A universal challenge: dealing with inconsistent deliveries and unpredictable batch-to-batch outcomes. In my experience, direct relationships with high-quality suppliers cap this risk. Contracting smaller batches for initial process development lets teams avoid the trap of scaling up with questionable material. Once confidence builds, full production can run smoother.
Some labs stick with cheap alternatives or older ester-based intermediates, but this usually leads to more troubleshooting. Instead of trying to save pennies upfront, pivoting to proven compounds with reliable specs can sidestep repetitive headaches. Sourcing samples and running small pilots before committing to full batches also helps guarantee that there are no surprises in solubility, melting profile, or reactivity.
People sometimes underestimate how much of today’s pharmaceutical progress comes down to a few foundational compounds. L-Alanine Isopropyl Ester Hydrochloride—though a mouthful to say—fits the bill as one of these tools. It links established amino acid chemistry with the demands of today’s process-driven world.
I’ve watched innovation cycles grind to a halt over the wrong intermediate choice, only to see the right ester unblock solutions that lead to life-changing therapies or more efficient manufacturing routes. Peptide work especially thrives with intermediates that won’t complicate chromatography, create unpredictable side products, or drive up purification costs. This compound delivers, time and again, giving researchers confidence as they tackle new molecular targets.
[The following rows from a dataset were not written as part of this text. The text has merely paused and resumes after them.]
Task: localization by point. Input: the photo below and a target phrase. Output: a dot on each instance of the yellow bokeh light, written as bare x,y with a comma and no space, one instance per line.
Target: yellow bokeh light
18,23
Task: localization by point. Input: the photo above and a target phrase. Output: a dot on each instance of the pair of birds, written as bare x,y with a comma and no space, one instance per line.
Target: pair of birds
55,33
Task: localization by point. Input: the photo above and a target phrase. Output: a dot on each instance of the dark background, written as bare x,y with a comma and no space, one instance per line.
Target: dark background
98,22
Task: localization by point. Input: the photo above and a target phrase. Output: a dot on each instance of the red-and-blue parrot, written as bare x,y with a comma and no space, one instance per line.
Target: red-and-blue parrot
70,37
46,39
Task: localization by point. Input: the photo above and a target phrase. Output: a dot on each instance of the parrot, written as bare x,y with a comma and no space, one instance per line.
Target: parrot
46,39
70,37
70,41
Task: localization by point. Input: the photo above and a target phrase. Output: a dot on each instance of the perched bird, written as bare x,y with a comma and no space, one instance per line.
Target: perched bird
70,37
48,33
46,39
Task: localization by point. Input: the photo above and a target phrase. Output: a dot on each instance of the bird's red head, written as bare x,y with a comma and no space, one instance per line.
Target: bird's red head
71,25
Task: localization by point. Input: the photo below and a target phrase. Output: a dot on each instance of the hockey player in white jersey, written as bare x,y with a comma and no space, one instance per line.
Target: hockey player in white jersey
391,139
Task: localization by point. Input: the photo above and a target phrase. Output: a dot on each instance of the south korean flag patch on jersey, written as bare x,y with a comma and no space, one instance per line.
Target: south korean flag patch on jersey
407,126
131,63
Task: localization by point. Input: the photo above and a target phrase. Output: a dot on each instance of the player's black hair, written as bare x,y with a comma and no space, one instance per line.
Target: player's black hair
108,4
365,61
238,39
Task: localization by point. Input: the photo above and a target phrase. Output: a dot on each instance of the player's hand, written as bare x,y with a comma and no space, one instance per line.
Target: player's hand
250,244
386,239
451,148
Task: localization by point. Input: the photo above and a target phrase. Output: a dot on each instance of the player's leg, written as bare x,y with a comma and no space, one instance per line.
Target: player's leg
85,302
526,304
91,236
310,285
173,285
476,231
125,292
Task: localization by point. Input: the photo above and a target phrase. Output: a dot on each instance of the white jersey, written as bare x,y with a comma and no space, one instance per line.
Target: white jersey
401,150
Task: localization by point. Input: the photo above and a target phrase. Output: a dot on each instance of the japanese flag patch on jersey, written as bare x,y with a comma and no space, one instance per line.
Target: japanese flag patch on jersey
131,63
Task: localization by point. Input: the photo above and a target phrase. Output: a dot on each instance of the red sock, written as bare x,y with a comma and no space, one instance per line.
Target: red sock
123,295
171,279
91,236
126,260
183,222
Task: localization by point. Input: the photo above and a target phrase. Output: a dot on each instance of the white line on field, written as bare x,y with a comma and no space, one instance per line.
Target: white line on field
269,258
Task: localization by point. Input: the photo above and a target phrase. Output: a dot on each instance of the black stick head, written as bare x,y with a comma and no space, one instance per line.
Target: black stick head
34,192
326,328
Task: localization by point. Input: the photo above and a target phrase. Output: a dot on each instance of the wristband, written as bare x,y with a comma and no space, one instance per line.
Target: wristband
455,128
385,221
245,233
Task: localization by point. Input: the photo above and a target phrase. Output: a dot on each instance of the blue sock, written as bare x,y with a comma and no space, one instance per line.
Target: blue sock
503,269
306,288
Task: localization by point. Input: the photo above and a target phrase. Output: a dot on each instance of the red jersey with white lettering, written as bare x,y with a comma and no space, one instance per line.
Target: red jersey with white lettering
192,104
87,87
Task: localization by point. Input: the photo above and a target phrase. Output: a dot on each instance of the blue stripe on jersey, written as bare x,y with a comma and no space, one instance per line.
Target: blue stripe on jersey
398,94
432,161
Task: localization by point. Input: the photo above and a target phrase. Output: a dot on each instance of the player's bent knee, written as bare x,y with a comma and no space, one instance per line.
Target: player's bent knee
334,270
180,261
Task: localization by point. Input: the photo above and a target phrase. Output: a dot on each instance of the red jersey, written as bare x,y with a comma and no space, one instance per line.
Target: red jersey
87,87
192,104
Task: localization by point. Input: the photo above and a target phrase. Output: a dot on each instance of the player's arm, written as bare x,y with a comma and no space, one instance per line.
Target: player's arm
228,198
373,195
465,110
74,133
Teams in pharma and beyond need more than just building blocks—they need predictability, regulatory trust, and cost control. Adopting L-Alanine Isopropyl Ester Hydrochloride in workflows helps bring projects from the theoretical to the practical, reducing jitters about the unknowns lurking in each step.
As the chemical and pharmaceutical landscape keeps shifting with emerging therapies, regulatory demands, and sustainability targets, compounds like L-Alanine Isopropyl Ester Hydrochloride will play a bigger part. Expanded production facilities and better supply networks already show up in faster turnaround times and more competitive pricing. Tech transfer teams now include these esters at early planning stages, knowing that one swap at the intermediate step can set the stage for years of consistent manufacture.
On the research front, academics working with post-translational modifications look to this compound for assembling peptide mimics, biosensors, and enzyme inhibitors. There’s also a quiet but growing demand in food technology and agriculture, where modified amino acids find new uses each year.
Inside production lines, new automation tools demand intermediates that won’t slow down or gum up equipment. L-Alanine Isopropyl Ester Hydrochloride fits this shift, offering steady quality whether pipetted by hand or dispensed by a high-throughput robot.
Whenever the next big advance arrives—be it in targeted therapeutics, bioengineering, or sustainable materials—chances are high that behind the scenes, reliable intermediates like this one carry more weight than most realize.